Suppose I have the following two equal-sized arrays in my perl program:

my @arr1 = 1..5;
my @arr2 = 6..10;

I'm trying to get their dot-product using the reduce function defined in the List::Util core module but the following is not working for me:

my $dot_prod = reduce { $arr1[$a] * $arr2[$a] + $arr1[$b] * $arr2[$b] }0..$#arr1;

I get 50 as my output instead of the expected 130.

Was it helpful?

Solution

The documentation describes the behavior of reduce as follows:

The first call will be with $a and $b set to the first two elements of the list, subsequent calls will be done by setting $a to the result of the previous call and $b to the next element in the list.

Thus, in this case, on the first iteration reduce will set $a = 0 and $b = 1, and hence, execute

$arr1[0] * $arr2[0] + $arr1[1] * $arr2[1] 

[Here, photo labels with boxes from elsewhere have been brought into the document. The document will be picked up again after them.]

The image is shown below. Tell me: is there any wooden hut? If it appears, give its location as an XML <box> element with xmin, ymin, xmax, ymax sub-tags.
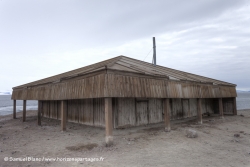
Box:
<box><xmin>12</xmin><ymin>56</ymin><xmax>237</xmax><ymax>145</ymax></box>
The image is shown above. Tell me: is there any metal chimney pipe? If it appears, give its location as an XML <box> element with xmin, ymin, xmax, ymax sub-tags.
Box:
<box><xmin>153</xmin><ymin>37</ymin><xmax>156</xmax><ymax>66</ymax></box>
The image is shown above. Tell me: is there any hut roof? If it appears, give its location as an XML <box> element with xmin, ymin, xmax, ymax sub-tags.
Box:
<box><xmin>13</xmin><ymin>56</ymin><xmax>236</xmax><ymax>89</ymax></box>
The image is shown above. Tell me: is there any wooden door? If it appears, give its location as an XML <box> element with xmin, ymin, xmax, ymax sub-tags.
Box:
<box><xmin>136</xmin><ymin>101</ymin><xmax>148</xmax><ymax>125</ymax></box>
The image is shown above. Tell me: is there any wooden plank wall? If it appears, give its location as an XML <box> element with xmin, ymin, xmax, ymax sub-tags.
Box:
<box><xmin>42</xmin><ymin>98</ymin><xmax>105</xmax><ymax>127</ymax></box>
<box><xmin>79</xmin><ymin>99</ymin><xmax>94</xmax><ymax>126</ymax></box>
<box><xmin>42</xmin><ymin>98</ymin><xmax>233</xmax><ymax>128</ymax></box>
<box><xmin>148</xmin><ymin>99</ymin><xmax>164</xmax><ymax>123</ymax></box>
<box><xmin>93</xmin><ymin>98</ymin><xmax>105</xmax><ymax>127</ymax></box>
<box><xmin>113</xmin><ymin>98</ymin><xmax>136</xmax><ymax>128</ymax></box>
<box><xmin>189</xmin><ymin>99</ymin><xmax>197</xmax><ymax>117</ymax></box>
<box><xmin>222</xmin><ymin>98</ymin><xmax>234</xmax><ymax>114</ymax></box>
<box><xmin>12</xmin><ymin>73</ymin><xmax>237</xmax><ymax>100</ymax></box>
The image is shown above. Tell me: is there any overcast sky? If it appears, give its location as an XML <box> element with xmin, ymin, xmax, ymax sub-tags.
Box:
<box><xmin>0</xmin><ymin>0</ymin><xmax>250</xmax><ymax>91</ymax></box>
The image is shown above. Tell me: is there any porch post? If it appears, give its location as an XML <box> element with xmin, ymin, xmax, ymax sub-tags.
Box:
<box><xmin>105</xmin><ymin>97</ymin><xmax>113</xmax><ymax>146</ymax></box>
<box><xmin>13</xmin><ymin>100</ymin><xmax>16</xmax><ymax>119</ymax></box>
<box><xmin>163</xmin><ymin>98</ymin><xmax>171</xmax><ymax>132</ymax></box>
<box><xmin>233</xmin><ymin>97</ymin><xmax>237</xmax><ymax>115</ymax></box>
<box><xmin>37</xmin><ymin>100</ymin><xmax>42</xmax><ymax>126</ymax></box>
<box><xmin>61</xmin><ymin>100</ymin><xmax>67</xmax><ymax>131</ymax></box>
<box><xmin>197</xmin><ymin>98</ymin><xmax>202</xmax><ymax>124</ymax></box>
<box><xmin>23</xmin><ymin>100</ymin><xmax>26</xmax><ymax>122</ymax></box>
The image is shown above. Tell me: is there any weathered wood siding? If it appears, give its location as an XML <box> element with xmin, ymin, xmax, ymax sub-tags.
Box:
<box><xmin>148</xmin><ymin>99</ymin><xmax>164</xmax><ymax>123</ymax></box>
<box><xmin>79</xmin><ymin>99</ymin><xmax>94</xmax><ymax>125</ymax></box>
<box><xmin>189</xmin><ymin>99</ymin><xmax>197</xmax><ymax>117</ymax></box>
<box><xmin>170</xmin><ymin>99</ymin><xmax>183</xmax><ymax>120</ymax></box>
<box><xmin>12</xmin><ymin>73</ymin><xmax>237</xmax><ymax>100</ymax></box>
<box><xmin>113</xmin><ymin>98</ymin><xmax>136</xmax><ymax>128</ymax></box>
<box><xmin>42</xmin><ymin>98</ymin><xmax>105</xmax><ymax>127</ymax></box>
<box><xmin>42</xmin><ymin>98</ymin><xmax>233</xmax><ymax>128</ymax></box>
<box><xmin>222</xmin><ymin>98</ymin><xmax>234</xmax><ymax>114</ymax></box>
<box><xmin>93</xmin><ymin>98</ymin><xmax>105</xmax><ymax>127</ymax></box>
<box><xmin>136</xmin><ymin>101</ymin><xmax>148</xmax><ymax>126</ymax></box>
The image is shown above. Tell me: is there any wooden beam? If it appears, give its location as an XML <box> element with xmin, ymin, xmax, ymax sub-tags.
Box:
<box><xmin>197</xmin><ymin>98</ymin><xmax>202</xmax><ymax>124</ymax></box>
<box><xmin>23</xmin><ymin>100</ymin><xmax>26</xmax><ymax>122</ymax></box>
<box><xmin>219</xmin><ymin>98</ymin><xmax>224</xmax><ymax>118</ymax></box>
<box><xmin>233</xmin><ymin>97</ymin><xmax>237</xmax><ymax>115</ymax></box>
<box><xmin>13</xmin><ymin>100</ymin><xmax>16</xmax><ymax>119</ymax></box>
<box><xmin>163</xmin><ymin>98</ymin><xmax>171</xmax><ymax>132</ymax></box>
<box><xmin>37</xmin><ymin>100</ymin><xmax>42</xmax><ymax>126</ymax></box>
<box><xmin>61</xmin><ymin>100</ymin><xmax>67</xmax><ymax>131</ymax></box>
<box><xmin>105</xmin><ymin>98</ymin><xmax>113</xmax><ymax>146</ymax></box>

This temporary result happens to be 20.

Now, for the second iteration, $a is set to the result of the previous iteratrion and so $a = 20 and $b = 2. Thus, the following will be executed

$arr1[20] * $arr2[20] + $arr1[2] * $arr2[2]

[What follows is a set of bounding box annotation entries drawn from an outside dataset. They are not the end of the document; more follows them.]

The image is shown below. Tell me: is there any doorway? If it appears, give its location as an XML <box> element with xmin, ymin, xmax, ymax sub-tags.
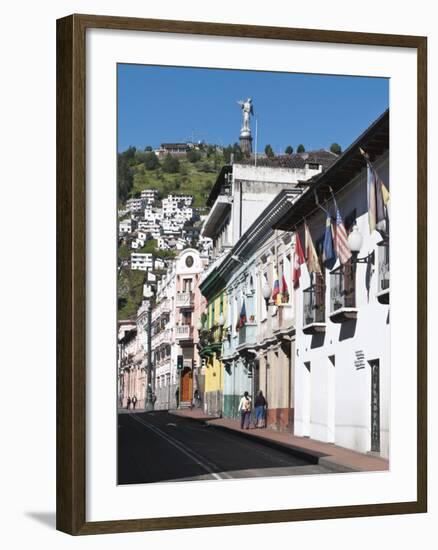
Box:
<box><xmin>369</xmin><ymin>359</ymin><xmax>380</xmax><ymax>453</ymax></box>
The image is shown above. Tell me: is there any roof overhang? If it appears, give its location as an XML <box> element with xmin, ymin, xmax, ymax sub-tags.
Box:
<box><xmin>273</xmin><ymin>109</ymin><xmax>389</xmax><ymax>231</ymax></box>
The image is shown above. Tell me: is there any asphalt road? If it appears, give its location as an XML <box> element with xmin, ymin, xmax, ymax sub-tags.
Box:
<box><xmin>117</xmin><ymin>411</ymin><xmax>331</xmax><ymax>485</ymax></box>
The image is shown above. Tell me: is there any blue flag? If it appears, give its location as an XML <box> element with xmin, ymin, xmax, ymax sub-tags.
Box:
<box><xmin>322</xmin><ymin>212</ymin><xmax>336</xmax><ymax>269</ymax></box>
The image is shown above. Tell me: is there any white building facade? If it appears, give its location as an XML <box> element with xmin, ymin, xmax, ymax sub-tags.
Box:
<box><xmin>278</xmin><ymin>113</ymin><xmax>390</xmax><ymax>458</ymax></box>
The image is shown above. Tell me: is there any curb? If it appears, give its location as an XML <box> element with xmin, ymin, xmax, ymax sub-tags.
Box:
<box><xmin>205</xmin><ymin>420</ymin><xmax>326</xmax><ymax>464</ymax></box>
<box><xmin>169</xmin><ymin>411</ymin><xmax>363</xmax><ymax>473</ymax></box>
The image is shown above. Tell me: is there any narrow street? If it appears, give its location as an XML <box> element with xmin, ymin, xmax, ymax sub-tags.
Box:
<box><xmin>117</xmin><ymin>411</ymin><xmax>331</xmax><ymax>485</ymax></box>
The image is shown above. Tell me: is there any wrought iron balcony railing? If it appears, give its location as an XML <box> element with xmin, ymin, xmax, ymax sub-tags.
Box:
<box><xmin>175</xmin><ymin>292</ymin><xmax>195</xmax><ymax>308</ymax></box>
<box><xmin>303</xmin><ymin>285</ymin><xmax>325</xmax><ymax>334</ymax></box>
<box><xmin>175</xmin><ymin>325</ymin><xmax>193</xmax><ymax>340</ymax></box>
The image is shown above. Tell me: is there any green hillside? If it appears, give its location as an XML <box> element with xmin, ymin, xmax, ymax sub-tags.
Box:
<box><xmin>118</xmin><ymin>148</ymin><xmax>224</xmax><ymax>319</ymax></box>
<box><xmin>118</xmin><ymin>148</ymin><xmax>224</xmax><ymax>208</ymax></box>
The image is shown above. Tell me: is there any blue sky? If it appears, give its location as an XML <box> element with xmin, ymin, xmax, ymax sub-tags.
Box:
<box><xmin>118</xmin><ymin>64</ymin><xmax>389</xmax><ymax>153</ymax></box>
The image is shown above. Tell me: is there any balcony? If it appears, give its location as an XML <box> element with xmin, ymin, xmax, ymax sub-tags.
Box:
<box><xmin>330</xmin><ymin>263</ymin><xmax>357</xmax><ymax>323</ymax></box>
<box><xmin>175</xmin><ymin>292</ymin><xmax>195</xmax><ymax>309</ymax></box>
<box><xmin>151</xmin><ymin>329</ymin><xmax>172</xmax><ymax>349</ymax></box>
<box><xmin>199</xmin><ymin>325</ymin><xmax>224</xmax><ymax>357</ymax></box>
<box><xmin>201</xmin><ymin>192</ymin><xmax>232</xmax><ymax>239</ymax></box>
<box><xmin>303</xmin><ymin>286</ymin><xmax>326</xmax><ymax>334</ymax></box>
<box><xmin>272</xmin><ymin>304</ymin><xmax>295</xmax><ymax>339</ymax></box>
<box><xmin>175</xmin><ymin>325</ymin><xmax>193</xmax><ymax>342</ymax></box>
<box><xmin>377</xmin><ymin>246</ymin><xmax>389</xmax><ymax>304</ymax></box>
<box><xmin>237</xmin><ymin>323</ymin><xmax>257</xmax><ymax>352</ymax></box>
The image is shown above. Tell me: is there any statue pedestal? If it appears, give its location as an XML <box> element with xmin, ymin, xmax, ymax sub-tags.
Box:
<box><xmin>239</xmin><ymin>134</ymin><xmax>252</xmax><ymax>155</ymax></box>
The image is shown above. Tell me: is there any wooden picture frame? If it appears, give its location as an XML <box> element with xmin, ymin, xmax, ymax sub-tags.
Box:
<box><xmin>57</xmin><ymin>15</ymin><xmax>427</xmax><ymax>535</ymax></box>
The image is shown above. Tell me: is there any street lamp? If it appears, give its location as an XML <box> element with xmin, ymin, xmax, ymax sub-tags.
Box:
<box><xmin>143</xmin><ymin>285</ymin><xmax>155</xmax><ymax>411</ymax></box>
<box><xmin>348</xmin><ymin>225</ymin><xmax>374</xmax><ymax>264</ymax></box>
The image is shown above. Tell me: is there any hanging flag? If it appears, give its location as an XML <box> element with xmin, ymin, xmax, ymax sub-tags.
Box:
<box><xmin>281</xmin><ymin>273</ymin><xmax>289</xmax><ymax>304</ymax></box>
<box><xmin>382</xmin><ymin>181</ymin><xmax>390</xmax><ymax>206</ymax></box>
<box><xmin>239</xmin><ymin>298</ymin><xmax>247</xmax><ymax>328</ymax></box>
<box><xmin>335</xmin><ymin>208</ymin><xmax>351</xmax><ymax>264</ymax></box>
<box><xmin>367</xmin><ymin>162</ymin><xmax>376</xmax><ymax>233</ymax></box>
<box><xmin>304</xmin><ymin>223</ymin><xmax>321</xmax><ymax>273</ymax></box>
<box><xmin>272</xmin><ymin>271</ymin><xmax>281</xmax><ymax>306</ymax></box>
<box><xmin>292</xmin><ymin>233</ymin><xmax>306</xmax><ymax>288</ymax></box>
<box><xmin>322</xmin><ymin>212</ymin><xmax>336</xmax><ymax>269</ymax></box>
<box><xmin>365</xmin><ymin>157</ymin><xmax>390</xmax><ymax>233</ymax></box>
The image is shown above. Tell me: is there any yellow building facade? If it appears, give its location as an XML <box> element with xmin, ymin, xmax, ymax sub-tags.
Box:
<box><xmin>200</xmin><ymin>293</ymin><xmax>227</xmax><ymax>416</ymax></box>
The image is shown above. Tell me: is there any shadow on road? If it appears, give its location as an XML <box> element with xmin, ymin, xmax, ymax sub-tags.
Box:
<box><xmin>118</xmin><ymin>411</ymin><xmax>330</xmax><ymax>484</ymax></box>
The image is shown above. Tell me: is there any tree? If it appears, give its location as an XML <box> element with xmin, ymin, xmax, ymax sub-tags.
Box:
<box><xmin>117</xmin><ymin>153</ymin><xmax>134</xmax><ymax>202</ymax></box>
<box><xmin>122</xmin><ymin>145</ymin><xmax>137</xmax><ymax>160</ymax></box>
<box><xmin>161</xmin><ymin>153</ymin><xmax>179</xmax><ymax>174</ymax></box>
<box><xmin>223</xmin><ymin>143</ymin><xmax>243</xmax><ymax>164</ymax></box>
<box><xmin>207</xmin><ymin>145</ymin><xmax>216</xmax><ymax>157</ymax></box>
<box><xmin>330</xmin><ymin>143</ymin><xmax>342</xmax><ymax>155</ymax></box>
<box><xmin>187</xmin><ymin>149</ymin><xmax>202</xmax><ymax>163</ymax></box>
<box><xmin>265</xmin><ymin>143</ymin><xmax>275</xmax><ymax>159</ymax></box>
<box><xmin>143</xmin><ymin>151</ymin><xmax>160</xmax><ymax>170</ymax></box>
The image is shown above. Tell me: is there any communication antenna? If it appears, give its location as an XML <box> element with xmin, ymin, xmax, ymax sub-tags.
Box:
<box><xmin>254</xmin><ymin>116</ymin><xmax>258</xmax><ymax>166</ymax></box>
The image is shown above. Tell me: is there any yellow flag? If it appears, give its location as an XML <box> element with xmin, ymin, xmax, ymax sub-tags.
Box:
<box><xmin>304</xmin><ymin>223</ymin><xmax>321</xmax><ymax>273</ymax></box>
<box><xmin>382</xmin><ymin>182</ymin><xmax>390</xmax><ymax>206</ymax></box>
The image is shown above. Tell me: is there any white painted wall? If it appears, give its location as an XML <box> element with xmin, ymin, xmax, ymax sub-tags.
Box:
<box><xmin>295</xmin><ymin>153</ymin><xmax>390</xmax><ymax>457</ymax></box>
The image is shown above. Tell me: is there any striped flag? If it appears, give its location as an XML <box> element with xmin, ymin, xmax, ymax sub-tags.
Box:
<box><xmin>335</xmin><ymin>205</ymin><xmax>351</xmax><ymax>264</ymax></box>
<box><xmin>239</xmin><ymin>298</ymin><xmax>247</xmax><ymax>328</ymax></box>
<box><xmin>322</xmin><ymin>212</ymin><xmax>336</xmax><ymax>269</ymax></box>
<box><xmin>304</xmin><ymin>223</ymin><xmax>321</xmax><ymax>273</ymax></box>
<box><xmin>281</xmin><ymin>273</ymin><xmax>289</xmax><ymax>304</ymax></box>
<box><xmin>272</xmin><ymin>271</ymin><xmax>281</xmax><ymax>306</ymax></box>
<box><xmin>367</xmin><ymin>159</ymin><xmax>390</xmax><ymax>233</ymax></box>
<box><xmin>292</xmin><ymin>233</ymin><xmax>306</xmax><ymax>288</ymax></box>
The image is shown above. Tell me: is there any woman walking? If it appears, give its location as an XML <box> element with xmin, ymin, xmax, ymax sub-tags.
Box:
<box><xmin>238</xmin><ymin>391</ymin><xmax>251</xmax><ymax>430</ymax></box>
<box><xmin>254</xmin><ymin>390</ymin><xmax>266</xmax><ymax>428</ymax></box>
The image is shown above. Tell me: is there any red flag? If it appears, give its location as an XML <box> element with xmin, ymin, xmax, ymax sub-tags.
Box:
<box><xmin>292</xmin><ymin>233</ymin><xmax>306</xmax><ymax>288</ymax></box>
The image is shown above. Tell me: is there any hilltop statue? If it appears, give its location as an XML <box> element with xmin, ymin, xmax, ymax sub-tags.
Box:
<box><xmin>237</xmin><ymin>97</ymin><xmax>254</xmax><ymax>136</ymax></box>
<box><xmin>237</xmin><ymin>97</ymin><xmax>254</xmax><ymax>155</ymax></box>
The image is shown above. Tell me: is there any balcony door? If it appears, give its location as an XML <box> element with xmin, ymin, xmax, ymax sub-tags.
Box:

which is not what we want.

A possible workaround:

prepend an initial 0 to the list provided as input to reduce as follows:

my $dot_prod = reduce { $a + $arr1[$b] * $arr2[$b] } 0, 0..$#arr1;       

This gives us the desired result since on the first iteration $a = $b = 0 and we'll compute

0 + $arr[0] * $arr[0]

whose result will be 6.

Then in the second iteration, we'll have $a = 6 $b = 1 and so we'll compute

6 + $arr1[1] * $arr2[1]

etc.

OTHER TIPS

my @arr1 = 1..3;
my @arr2 = 6..8;

use List::Util qw(reduce sum) ;

my $dot_prod0 = reduce { $a + $arr1[$b] * $arr2[$b] } 0,0..$#arr1;       #reduce

print "Dot product0 = ".$dot_prod0."\n";
my $dot_prod1 = sum map  { $arr1[$_]*$arr2[$_] } 0..$#arr1;              #sum map
print "Dot product1 = ".$dot_prod1."\n";
my $dot_prod2 = reduce { $a+$b } map { $arr1[$_]*$arr2[$_] } 0..$#arr1;  #reduce map
print "Dot product2 = ".$dot_prod2."\n";

Honestly,

my $dot_prod = reduce { $a + $arr1[$b] * $arr2[$b] } 0, 0..$#arr1; 

isn't the most readable. There is this:

my $dot_prod = sum map { $arr1[$_]*$arr2[$_] } 0..$#arr1;

But that doesn't use reduce. Well, we could simply implement sum in terms of reduce instead of using List::Util's, and perhaps even inline it:

my $dot_prod = reduce { $a+$b } map { $arr1[$_]*$arr2[$_] } 0..$#arr1;

None of those three solutions are purely functional, though.